Death of a Salesman, at Broadway's Barrymore Theatre
Gratuitous Violins rating: **** out of ****
I read the play in high school and a few years ago I watched a production taped for TV but until the current Broadway revival, I'd never seen Arthur Miller's 1949 Tony and Pulitzer-winner Death of a Salesman onstage.
Maybe it's because I'm inching ever closer to Willy Loman's age but this time, it really got to me. Under Mike Nichols' direction the play seemed direct and unadorned, without 21st century bells and whistles to detract from the characters or Miller's language.
Philip Seymour Hoffman's Willy has spent his working life traveling from New York City to New England, lugging his sample cases from store to store. Now in his early 60s, the driving has become too much for him but he can't afford to stop. His sons, in their early 30s, have not turned out the way he expected.
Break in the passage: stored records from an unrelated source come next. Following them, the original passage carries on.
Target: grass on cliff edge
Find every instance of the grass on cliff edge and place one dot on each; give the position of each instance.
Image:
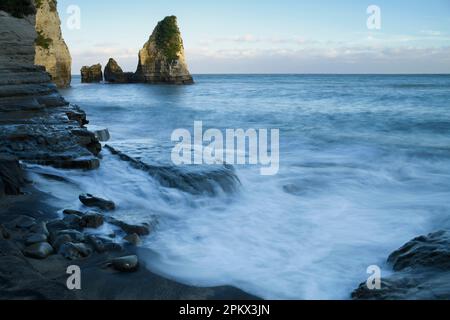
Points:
(52, 3)
(168, 38)
(17, 8)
I loved Hoffman's performance. He's a very expressive actor, with a jowly face and a bit of a gut. At times, his mouth would drop open in sheer exhaustion. Then in the flashbacks he was full of energy and enthusiasm as he tossed a football with his teenage sons, boasting about his work and regaling them with stories about how well-regarded he was.
Perhaps it's because we live in a time of economic insecurity but the play also made me think how tough it must have been to retire in 1949, or if that was even possible. What did the Willy Lomans of the world do without Social Security or Medicare or a 401(k) plan?
It's the family relationships, though, that are at the heart of the play and they are wrenching. Death of a Salesman is about our dreams, our illusions, and how, over time, they can turn sour.
Sons, Biff and Happy, played by Andrew Garfield and Finn Wittrock, have turned out to be disappointments. Biff, a star high school quarterback, was destined for college but never made it. Happy is an immature womanizer stuck in a low-level job. Linda Emond, who plays Linda Loman, is distraught over her husband's decline. She's angry at her sons for not doing more to help him, for treating him poorly, and for not getting their own lives together.
Garfield seemed a bit delicate for someone who'd spent part of the past 15 years working on ranches out West. But he was very effective in the flashbacks as a teenager who believes that nothing will stand in the way of his success, then is brought down in a way that's crushing. I'm excited about seeing him as Peter Parker in the new Spider-Man movie this summer.
This revival uses the original set design, by Jo Mielziner, and music, by Alex North, two things I wouldn't have known if I hadn't read about them beforehand. I especially loved the set, with its wooden cutouts of trees, and the Lomans' neat and simple but worn home. Also, Brian MacDevitt's lighting design, which made leaves appear to be falling, was a terrific touch.
Death of a Salesman always shows up on the lists of the best American plays and I've been thinking about what makes this an "American" story. For me, it's Willy's unbridled optimism, the sense that we're defined by our jobs and the outsized role that sports plays in our society.
Willy has kind of a warped view of the American dream and what it takes to succeed in life, that popularity and affability are somehow replacements for education and hard work. I'm not sure Salesman is the greatest American play but I think Willy Loman - with all of his flaws and delusions - is the greatest American role for an actor.
In one of the flashbacks Bernard, played by Fran Kranz, is a studious and awkward classmate of the Lomans. He worships Biff and helps him cheat on tests. Later, Bernard becomes everything Willy would have wanted his sons to be. And Miller even gives him a tennis racket. The tables have turned. Now he's the athlete.
It's like one final, ironic twist in a heartbreaking story.